Les chercheurs ont étudié les habitudes d’utilisation des mangeoires des mésanges à tête noire soumises à un déplumage expérimental : un enlèvement intensif des plumes de vols, un enlèvement léger ou, comme contrôle, pas d’enlèvement. Le retrait expérimental des plumes de vol primaires est une technique établie pour modifier la charge alaire et augmenter les coûts énergétiques du vol.
La mésange a été spécifiquement choisie en raison de sa petite taille et du fait qu’elle fréquente les mangeoires en hiver dans toute son aire de répartition. Elle a des besoins énergétiques quotidiens élevés et prend généralement une graine à chaque visite de la mangeoire, ce qui permet de mesurer clairement le taux de fréquentation des mangeoires.
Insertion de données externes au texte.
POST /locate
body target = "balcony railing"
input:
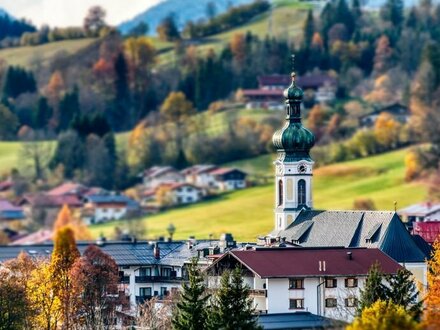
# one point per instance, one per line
(257, 293)
(124, 279)
(142, 299)
(147, 279)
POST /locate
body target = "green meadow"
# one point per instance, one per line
(248, 213)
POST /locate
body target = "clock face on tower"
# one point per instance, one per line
(302, 168)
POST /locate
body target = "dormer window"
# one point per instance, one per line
(301, 192)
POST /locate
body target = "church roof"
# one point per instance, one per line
(372, 229)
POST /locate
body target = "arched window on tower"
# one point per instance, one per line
(280, 192)
(301, 192)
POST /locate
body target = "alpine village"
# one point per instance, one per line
(235, 165)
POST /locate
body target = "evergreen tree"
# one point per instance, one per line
(374, 288)
(43, 113)
(69, 107)
(402, 291)
(308, 29)
(392, 11)
(192, 313)
(232, 306)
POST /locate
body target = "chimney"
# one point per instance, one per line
(156, 251)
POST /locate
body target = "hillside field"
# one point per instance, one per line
(249, 213)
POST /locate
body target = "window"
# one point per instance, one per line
(351, 282)
(331, 302)
(331, 283)
(296, 283)
(296, 304)
(165, 272)
(145, 292)
(351, 302)
(145, 272)
(280, 192)
(301, 192)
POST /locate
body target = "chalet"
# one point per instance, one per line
(146, 269)
(227, 179)
(157, 175)
(428, 230)
(46, 207)
(200, 175)
(270, 89)
(107, 207)
(9, 212)
(184, 193)
(400, 113)
(323, 281)
(419, 213)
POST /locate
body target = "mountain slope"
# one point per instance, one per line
(249, 213)
(183, 11)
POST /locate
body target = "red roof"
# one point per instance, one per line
(5, 185)
(263, 92)
(429, 230)
(43, 200)
(66, 189)
(288, 262)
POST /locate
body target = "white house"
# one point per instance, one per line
(158, 175)
(323, 281)
(106, 207)
(200, 175)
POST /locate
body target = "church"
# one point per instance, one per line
(297, 223)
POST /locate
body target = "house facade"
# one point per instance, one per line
(297, 223)
(322, 281)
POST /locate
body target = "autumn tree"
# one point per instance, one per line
(43, 298)
(191, 311)
(167, 29)
(374, 288)
(432, 299)
(64, 255)
(94, 20)
(15, 309)
(383, 58)
(95, 280)
(387, 130)
(66, 219)
(364, 204)
(384, 315)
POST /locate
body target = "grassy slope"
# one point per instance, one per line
(40, 55)
(248, 213)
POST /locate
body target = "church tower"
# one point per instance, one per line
(294, 166)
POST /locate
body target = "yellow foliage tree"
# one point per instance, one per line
(384, 315)
(432, 299)
(41, 294)
(67, 219)
(64, 255)
(412, 166)
(387, 130)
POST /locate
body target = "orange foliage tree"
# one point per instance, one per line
(67, 219)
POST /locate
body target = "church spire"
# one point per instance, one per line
(293, 139)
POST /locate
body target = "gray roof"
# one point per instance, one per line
(140, 253)
(297, 320)
(372, 229)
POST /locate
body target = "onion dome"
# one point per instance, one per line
(293, 138)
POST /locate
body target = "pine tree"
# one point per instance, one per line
(402, 291)
(232, 306)
(374, 288)
(192, 313)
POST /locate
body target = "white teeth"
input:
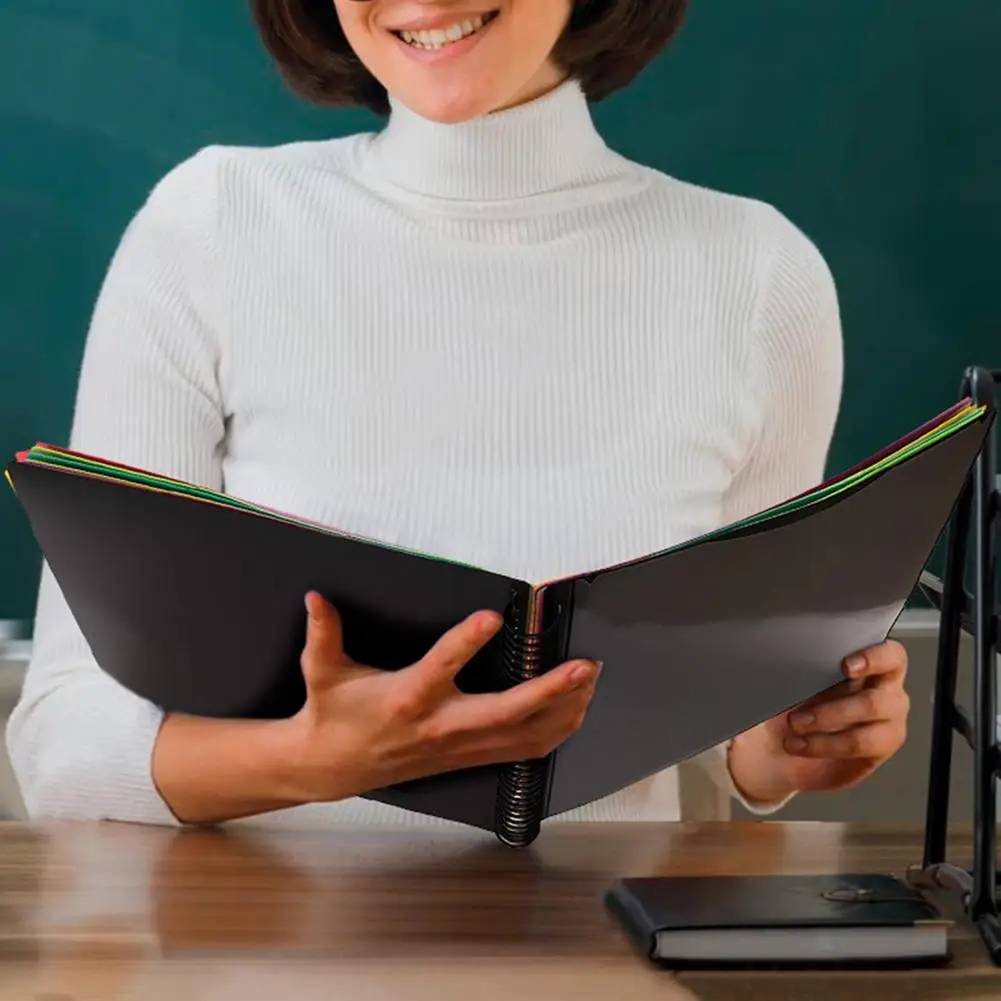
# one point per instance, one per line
(439, 37)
Les oiseaux ont été marqués avec des puces, et 21 mangeoires ont été remplies de graines de tournesol.
L’étude a révélé que les mésanges handicapées expérimentalement, c’est-à-dire celles qui subissent des coûts de vol élevés, n’ont pas augmenté leur taux de fréquentation des mangeoires. Au contraire, les oiseaux à plumes soustraites ont en fait diminué leur utilisation des mangeoires pendant quelques semaines, probablement en raison d’une moindre exposition à la prédation, mais ont ensuite utilisé les mangeoires à des niveaux similaires à ceux des oiseaux témoins à plumes non enlevées.
Toujours selon Rivers :
La réduction de l’utilisation des mangeoires par les mésanges déplumées par rapport aux oiseaux témoins suggère que la nourriture dans l’environnement était suffisamment disponible pour compenser l’augmentation des coûts de vol et leur a permis de réduire l’utilisation des mangeoires. Il est clair que les mésanges de notre étude n’ont pas augmenté leur taux de fréquentation ni leur dépendance à l’égard des aliments complémentaires.
L’étude publiée dans le Journal of Avian Biology : Experimentally induced flight costs do not lead to increased reliance on supplemental food in winter by a small songbird et présentée sur le site de l’Université d’État de l’Oregon : Don’t worry, birds won’t become dependent on you feeding them, OSU study suggests.